The Meeting House church in Oakville, Canada has revealed it has "substantiated" additional sexual abuse allegations against its former leader, Bruxy Cavey.
In June, Cavey was charged with one account of sexual abuse following the results of an internal investigation.
It revealed the former leader had maintained an "extended" extramarital sexual affair with a member of the congregation and said Cavey's conduct "amounted to sexual harassment" and "constituted an abuse of Bruxy's power and authority".
However, at the time of the first investigation's results, the church announced another two investigations were being conducted as further allegations of sexual abuse against him and former pastor Tim Day, had been made.
On Saturday, in a statement video, Bruce Miller and Nour Aziz, members of the church's Board of Overseers, shared the results of the latter investigations.
"In this second investigation, two sets of claims of sexual abuse by a church leader have been substantiated, in a third, his actions have been found to be substantiated as sexual misconduct. In one case, the victim was underage when the abuse took place."
The third investigation looked into allegations made against Tim Day - it also substantiated the sexual abuse allegation against him.
The video continued: "We also acknowledge the courage of those who stepped forward. We are grateful for their bravery, and willingness to be vulnerable. As church leadership, we humbly and profoundly apologize to them for the pain they experienced at the hands of The Meeting House pastors whom they - and we - trusted."
Miller and Aziz also announced the church has adopted a clear definition of what constitutes sexual abuse by a church leader.
"The term 'sexual abuse by a church leader' refers to any sexualized behaviour that occurs within the church context and where one party has more power than the other. The perpetrator can be anyone in a leadership position, either paid or volunteer. It could be a pastor, Christian counselor, youth leader, deacon or Sunday School teacher."
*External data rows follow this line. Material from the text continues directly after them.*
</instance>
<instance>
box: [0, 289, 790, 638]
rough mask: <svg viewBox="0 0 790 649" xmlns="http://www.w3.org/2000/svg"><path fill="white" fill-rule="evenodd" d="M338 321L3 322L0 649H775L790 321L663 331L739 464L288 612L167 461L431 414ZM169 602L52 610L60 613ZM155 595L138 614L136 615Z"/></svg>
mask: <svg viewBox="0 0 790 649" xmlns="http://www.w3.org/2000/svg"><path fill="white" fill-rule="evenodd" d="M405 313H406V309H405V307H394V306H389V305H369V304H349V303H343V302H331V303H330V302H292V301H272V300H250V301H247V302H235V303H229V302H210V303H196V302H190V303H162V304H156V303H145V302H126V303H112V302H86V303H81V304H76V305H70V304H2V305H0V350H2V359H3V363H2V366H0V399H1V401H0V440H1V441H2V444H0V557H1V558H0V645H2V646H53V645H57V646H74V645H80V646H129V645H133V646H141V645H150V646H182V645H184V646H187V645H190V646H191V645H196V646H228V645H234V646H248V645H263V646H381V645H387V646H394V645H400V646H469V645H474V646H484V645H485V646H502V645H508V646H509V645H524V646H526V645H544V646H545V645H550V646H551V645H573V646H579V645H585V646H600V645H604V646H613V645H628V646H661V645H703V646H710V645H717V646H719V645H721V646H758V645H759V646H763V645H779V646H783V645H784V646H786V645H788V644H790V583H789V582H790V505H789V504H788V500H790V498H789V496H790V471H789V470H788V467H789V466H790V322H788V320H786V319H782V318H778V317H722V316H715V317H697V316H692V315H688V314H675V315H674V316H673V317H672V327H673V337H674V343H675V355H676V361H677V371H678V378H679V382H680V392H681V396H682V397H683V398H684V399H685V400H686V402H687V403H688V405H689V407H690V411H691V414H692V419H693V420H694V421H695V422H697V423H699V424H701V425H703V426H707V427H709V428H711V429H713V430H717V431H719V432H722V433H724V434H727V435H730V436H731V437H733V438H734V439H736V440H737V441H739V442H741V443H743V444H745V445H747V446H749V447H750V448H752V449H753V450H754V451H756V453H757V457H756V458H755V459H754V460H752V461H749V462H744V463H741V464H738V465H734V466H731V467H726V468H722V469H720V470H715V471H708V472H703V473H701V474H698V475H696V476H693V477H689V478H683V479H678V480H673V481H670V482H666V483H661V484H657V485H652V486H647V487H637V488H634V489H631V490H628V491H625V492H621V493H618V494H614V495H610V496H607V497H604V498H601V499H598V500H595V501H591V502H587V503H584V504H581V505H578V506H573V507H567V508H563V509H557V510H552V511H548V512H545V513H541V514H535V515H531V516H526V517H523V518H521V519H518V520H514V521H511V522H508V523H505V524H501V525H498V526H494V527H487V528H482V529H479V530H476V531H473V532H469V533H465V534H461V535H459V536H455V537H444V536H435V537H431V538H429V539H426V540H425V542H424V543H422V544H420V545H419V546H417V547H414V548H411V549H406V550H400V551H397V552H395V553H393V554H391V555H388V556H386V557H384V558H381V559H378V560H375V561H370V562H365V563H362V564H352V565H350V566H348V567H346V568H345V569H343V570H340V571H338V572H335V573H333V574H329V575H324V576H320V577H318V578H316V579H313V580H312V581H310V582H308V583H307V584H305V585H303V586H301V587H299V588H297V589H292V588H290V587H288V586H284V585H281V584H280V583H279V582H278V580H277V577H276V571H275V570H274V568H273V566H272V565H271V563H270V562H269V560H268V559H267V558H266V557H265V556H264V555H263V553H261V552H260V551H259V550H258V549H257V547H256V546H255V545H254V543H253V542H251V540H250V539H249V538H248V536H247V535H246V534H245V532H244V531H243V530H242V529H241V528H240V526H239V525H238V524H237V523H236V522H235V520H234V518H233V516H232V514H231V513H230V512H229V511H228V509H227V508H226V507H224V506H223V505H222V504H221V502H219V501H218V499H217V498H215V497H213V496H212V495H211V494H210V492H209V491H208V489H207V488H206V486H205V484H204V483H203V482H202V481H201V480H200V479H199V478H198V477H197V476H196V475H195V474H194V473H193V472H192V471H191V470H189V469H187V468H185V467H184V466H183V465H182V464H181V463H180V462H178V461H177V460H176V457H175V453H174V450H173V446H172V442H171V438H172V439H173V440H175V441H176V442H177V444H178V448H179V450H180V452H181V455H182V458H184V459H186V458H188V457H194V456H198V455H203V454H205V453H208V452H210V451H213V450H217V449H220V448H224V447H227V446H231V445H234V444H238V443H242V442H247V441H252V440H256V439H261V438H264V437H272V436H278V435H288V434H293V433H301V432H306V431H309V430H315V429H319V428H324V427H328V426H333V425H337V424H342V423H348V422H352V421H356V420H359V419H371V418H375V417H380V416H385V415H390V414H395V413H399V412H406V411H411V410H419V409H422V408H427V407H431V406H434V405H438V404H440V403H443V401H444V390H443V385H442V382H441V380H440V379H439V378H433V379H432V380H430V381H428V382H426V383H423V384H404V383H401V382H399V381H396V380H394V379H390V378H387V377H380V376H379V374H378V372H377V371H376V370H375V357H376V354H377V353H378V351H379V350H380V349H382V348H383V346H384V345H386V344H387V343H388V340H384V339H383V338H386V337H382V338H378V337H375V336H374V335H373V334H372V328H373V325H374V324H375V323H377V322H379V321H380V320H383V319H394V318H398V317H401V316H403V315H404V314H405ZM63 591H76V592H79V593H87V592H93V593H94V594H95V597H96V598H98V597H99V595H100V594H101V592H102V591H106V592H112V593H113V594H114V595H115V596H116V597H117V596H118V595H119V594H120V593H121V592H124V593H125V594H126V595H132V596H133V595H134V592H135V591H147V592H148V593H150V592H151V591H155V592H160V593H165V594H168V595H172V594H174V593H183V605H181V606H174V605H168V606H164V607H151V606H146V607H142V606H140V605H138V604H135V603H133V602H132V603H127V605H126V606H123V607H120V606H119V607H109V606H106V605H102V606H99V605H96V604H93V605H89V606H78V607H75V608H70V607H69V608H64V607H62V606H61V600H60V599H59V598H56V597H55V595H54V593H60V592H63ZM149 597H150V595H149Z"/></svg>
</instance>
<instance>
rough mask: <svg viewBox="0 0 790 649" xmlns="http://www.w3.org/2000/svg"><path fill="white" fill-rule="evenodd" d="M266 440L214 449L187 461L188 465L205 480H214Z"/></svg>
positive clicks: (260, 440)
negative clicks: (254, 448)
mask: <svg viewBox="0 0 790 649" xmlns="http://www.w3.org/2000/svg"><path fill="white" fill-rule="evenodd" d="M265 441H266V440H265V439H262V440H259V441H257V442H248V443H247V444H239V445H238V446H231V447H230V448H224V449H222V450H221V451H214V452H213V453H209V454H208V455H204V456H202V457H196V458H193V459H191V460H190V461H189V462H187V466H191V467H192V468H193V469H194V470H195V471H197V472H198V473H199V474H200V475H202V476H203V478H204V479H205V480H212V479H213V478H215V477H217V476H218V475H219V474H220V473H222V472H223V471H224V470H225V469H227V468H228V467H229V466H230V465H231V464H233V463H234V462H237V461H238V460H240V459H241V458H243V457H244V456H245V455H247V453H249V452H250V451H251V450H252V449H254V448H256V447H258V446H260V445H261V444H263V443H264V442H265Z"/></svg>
The pair said it was important for the church to adopt a clear definition so they can use language "consistently and appropriately".
Cavey was put on leave when the first allegation came to light in early 2021 and resigned in March 2022 following the results of the investigation.
In March this year, he published a blog post admitting to his wrongdoing.
"I am deeply sorry," he said.
"I wish I had had the courage years ago to divulge what has now become publicly known through the bravery of the woman I was involved with.
"Although I had repented before God, I kept it a secret from others. I am sorry upon sorry for my cowardice. I realize that repentance without confession is only partial and prevents healing and authentic relationship in the light of truth."
He continued: "Lastly, it goes without saying, but I will say it anyway - my failure is not a failure of the presence, power, or teaching of Jesus, but an example of the pain someone like me can cause when I ignore his presence and fail to follow his teaching.
"I am grateful for your prayers as I recommit to Jesus and hope to personally experience his restoration and renewal."
Cavey has not made any public comments since.
The Meeting House held a town hall on Sunday to discuss the latest updates on the allegations and their plans on how to move forward.
A "victim advocacy" page has been set up to encourage "anyone who thinks they may have experienced sexual misconduct or abuse by a pastor, staff member, or lay leader" to contact the church confidentially.